June 11, 1962 - Harrisburg, PA
The two-year-old Rambler wheezed and chugged its way down the highway for hours, the U-Haul trailer making the station wagon shake like it had palsy. Five hours in, Grandma pulled into a shabby motel on the outskirts of Harrisburg. The Sunshine Motor Inn. The irony wasn’t lost on me, there wasn’t a ray of sunshine to be found in the place, just mildew-stained walls and carpet that smelled like decades of cigarettes.
“We’ll stop here for the night,” Grandma announced, yanking the keys from the ignition. “Should reach North Carolina by tomorrow evening if we make good time.”
I nodded, still not speaking. The silent treatment was childish, but it was all I had.
“Thomas, Go check us in,” she ordered, handing me cash. “Two rooms. Adjacent.”
The lobby smelled like Pine-Sol and something rotten underneath. The clerk handed over two keys attached to plastic diamonds without looking up from his magazine.
When I came back out, Grandma was standing by the car, fanning herself with a church bulletin she’d dug from her purse.
“Sweet mercy, this heat. Thank the Lord they have a pool.”
I glanced over at the kidney-shaped pool nestled between the two wings of the motel. Despite the questionable green tint to the water, kids splashed and laughed, enjoying their momentary freedom.
“Go on, get your swimming trunks,” Grandma smirked, a thin-lipped expression that never reached her eyes. “You were always happiest in the water, weren’t you? All those swimming lessons your grandfather insisted on.”

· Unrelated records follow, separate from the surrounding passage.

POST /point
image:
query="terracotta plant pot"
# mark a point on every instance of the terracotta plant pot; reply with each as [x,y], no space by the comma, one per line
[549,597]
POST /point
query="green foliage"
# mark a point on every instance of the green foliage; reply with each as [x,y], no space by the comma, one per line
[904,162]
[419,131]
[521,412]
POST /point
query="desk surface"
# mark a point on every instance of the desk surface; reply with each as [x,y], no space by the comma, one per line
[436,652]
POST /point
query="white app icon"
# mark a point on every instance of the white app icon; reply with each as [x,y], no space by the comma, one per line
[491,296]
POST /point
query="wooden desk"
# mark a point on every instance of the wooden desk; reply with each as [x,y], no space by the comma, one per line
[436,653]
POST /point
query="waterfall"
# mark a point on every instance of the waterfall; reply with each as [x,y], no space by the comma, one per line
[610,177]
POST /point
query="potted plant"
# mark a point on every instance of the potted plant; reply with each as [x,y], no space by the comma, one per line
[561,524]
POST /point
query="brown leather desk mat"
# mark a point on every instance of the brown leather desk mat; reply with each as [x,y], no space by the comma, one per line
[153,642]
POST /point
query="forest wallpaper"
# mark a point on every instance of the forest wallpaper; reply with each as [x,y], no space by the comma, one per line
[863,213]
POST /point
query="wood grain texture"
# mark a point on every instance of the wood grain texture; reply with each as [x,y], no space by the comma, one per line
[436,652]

My heart leaped. Maybe this trip wouldn’t be complete torture.
“But first,” she continued, tapping her finger against my chest, “you’ll bring in the luggage. Then say a rosary a dozen times for your disrespect this morning. Then unpack my things and iron my traveling dress for tomorrow.”

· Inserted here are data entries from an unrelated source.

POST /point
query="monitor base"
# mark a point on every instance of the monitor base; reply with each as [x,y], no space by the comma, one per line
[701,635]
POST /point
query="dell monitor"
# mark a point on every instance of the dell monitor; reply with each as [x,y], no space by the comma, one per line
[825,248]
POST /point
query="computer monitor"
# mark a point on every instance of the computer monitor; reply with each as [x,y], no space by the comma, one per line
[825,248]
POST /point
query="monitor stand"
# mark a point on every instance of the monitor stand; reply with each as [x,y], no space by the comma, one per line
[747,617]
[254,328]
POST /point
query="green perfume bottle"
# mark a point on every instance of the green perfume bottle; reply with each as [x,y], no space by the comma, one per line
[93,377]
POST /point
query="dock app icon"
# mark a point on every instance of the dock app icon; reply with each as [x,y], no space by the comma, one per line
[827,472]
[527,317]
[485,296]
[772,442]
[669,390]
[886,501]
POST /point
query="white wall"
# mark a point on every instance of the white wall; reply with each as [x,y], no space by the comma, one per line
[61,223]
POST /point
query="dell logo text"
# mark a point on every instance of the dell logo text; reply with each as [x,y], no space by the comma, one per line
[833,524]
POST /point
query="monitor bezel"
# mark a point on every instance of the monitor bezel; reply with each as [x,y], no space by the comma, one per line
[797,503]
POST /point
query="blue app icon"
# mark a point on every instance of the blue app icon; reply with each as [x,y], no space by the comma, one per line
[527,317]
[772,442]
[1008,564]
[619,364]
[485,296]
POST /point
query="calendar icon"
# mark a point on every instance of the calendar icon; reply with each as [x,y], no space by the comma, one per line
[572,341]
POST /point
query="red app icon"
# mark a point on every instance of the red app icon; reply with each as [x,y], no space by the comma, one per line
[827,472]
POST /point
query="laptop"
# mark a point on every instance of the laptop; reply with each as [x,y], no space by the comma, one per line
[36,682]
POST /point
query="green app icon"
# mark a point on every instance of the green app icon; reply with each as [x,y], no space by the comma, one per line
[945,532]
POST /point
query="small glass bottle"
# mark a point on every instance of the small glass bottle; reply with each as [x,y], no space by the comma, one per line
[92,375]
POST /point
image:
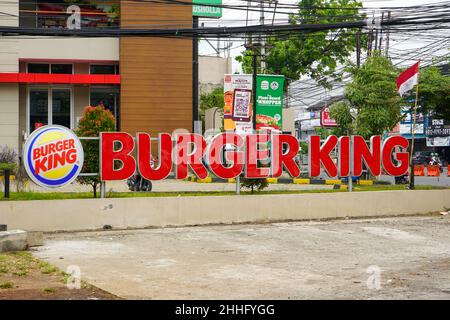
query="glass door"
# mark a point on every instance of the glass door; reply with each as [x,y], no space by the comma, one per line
[38,108]
[50,106]
[61,107]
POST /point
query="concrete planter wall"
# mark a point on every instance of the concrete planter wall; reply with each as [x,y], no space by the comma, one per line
[120,213]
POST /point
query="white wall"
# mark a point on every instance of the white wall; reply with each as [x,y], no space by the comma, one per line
[9,93]
[70,48]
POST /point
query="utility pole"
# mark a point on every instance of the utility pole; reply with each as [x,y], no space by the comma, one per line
[255,66]
[261,40]
[381,31]
[358,49]
[194,74]
[386,52]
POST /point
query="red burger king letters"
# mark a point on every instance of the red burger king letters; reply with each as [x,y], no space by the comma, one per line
[229,154]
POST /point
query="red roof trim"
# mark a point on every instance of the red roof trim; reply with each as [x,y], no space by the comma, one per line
[59,78]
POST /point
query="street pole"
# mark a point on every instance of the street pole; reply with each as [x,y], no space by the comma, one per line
[262,40]
[194,74]
[386,53]
[411,162]
[350,178]
[254,90]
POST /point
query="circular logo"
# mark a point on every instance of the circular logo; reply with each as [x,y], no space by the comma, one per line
[274,85]
[53,156]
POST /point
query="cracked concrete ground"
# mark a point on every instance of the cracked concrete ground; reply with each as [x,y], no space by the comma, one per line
[389,258]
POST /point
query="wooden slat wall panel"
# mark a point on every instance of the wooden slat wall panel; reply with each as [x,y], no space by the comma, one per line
[156,73]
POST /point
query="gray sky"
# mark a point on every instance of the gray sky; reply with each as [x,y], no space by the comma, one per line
[407,47]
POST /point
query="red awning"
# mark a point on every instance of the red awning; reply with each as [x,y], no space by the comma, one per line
[59,78]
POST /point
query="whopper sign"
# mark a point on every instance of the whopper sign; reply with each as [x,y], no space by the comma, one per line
[54,156]
[269,101]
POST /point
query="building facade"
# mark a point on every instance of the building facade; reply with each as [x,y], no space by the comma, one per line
[146,82]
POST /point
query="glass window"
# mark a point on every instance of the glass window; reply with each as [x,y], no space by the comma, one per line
[61,68]
[38,68]
[107,97]
[61,107]
[38,108]
[104,69]
[53,13]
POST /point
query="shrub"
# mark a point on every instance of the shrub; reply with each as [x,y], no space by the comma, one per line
[94,120]
[259,184]
[8,158]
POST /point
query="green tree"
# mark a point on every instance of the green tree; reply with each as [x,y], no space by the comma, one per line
[94,120]
[314,54]
[373,97]
[434,92]
[213,99]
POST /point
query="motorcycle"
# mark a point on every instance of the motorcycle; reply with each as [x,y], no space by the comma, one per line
[137,183]
[435,161]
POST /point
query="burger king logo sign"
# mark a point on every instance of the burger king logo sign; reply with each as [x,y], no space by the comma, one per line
[53,156]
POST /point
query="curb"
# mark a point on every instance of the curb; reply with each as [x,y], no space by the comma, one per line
[333,182]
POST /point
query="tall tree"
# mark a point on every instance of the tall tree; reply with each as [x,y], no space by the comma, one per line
[434,91]
[314,54]
[372,96]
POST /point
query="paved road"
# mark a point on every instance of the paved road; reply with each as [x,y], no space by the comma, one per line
[172,185]
[401,258]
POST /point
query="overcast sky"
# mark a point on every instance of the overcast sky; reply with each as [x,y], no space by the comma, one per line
[237,18]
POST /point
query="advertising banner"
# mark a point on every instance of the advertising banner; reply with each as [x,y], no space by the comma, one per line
[203,10]
[269,101]
[238,120]
[325,119]
[438,133]
[438,128]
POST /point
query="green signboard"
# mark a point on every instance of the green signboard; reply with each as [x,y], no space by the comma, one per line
[269,101]
[207,8]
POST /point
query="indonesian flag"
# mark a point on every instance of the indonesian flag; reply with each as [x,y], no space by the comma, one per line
[408,79]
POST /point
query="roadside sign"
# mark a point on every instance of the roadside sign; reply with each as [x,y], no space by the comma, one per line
[269,101]
[207,8]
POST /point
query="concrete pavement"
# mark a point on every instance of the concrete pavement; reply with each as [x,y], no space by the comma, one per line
[389,258]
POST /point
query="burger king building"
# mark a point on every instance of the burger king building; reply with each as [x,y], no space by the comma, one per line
[146,82]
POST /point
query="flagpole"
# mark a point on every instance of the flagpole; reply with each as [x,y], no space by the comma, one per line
[411,165]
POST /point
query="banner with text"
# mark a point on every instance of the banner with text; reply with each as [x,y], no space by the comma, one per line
[269,101]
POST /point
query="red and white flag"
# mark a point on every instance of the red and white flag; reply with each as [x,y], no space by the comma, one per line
[408,79]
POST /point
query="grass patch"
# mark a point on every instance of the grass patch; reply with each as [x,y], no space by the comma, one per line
[20,264]
[6,285]
[88,195]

I stared at her, watching the slight twitch at the corner of her mouth that meant she was enjoying this. She had always been an enigma to me but the one thing I did know was that my grandmother was not religious. She put me in Catholic school because my mother was Polish which meant she must be a Jew, and Jews were the only thing she despised more than Catholics and blacks. She was a closet bigot of the first order.
“And by then, I expect the pool will be closing.” She patted my cheek. “Shame.”
Two hours later, I watched from the window as the last family packed up their towels and headed inside. The pool lights came on, illuminating the empty water with an eerie blue glow. Grandma had known exactly what she was doing, dangling relief in front of me only to snatch it away.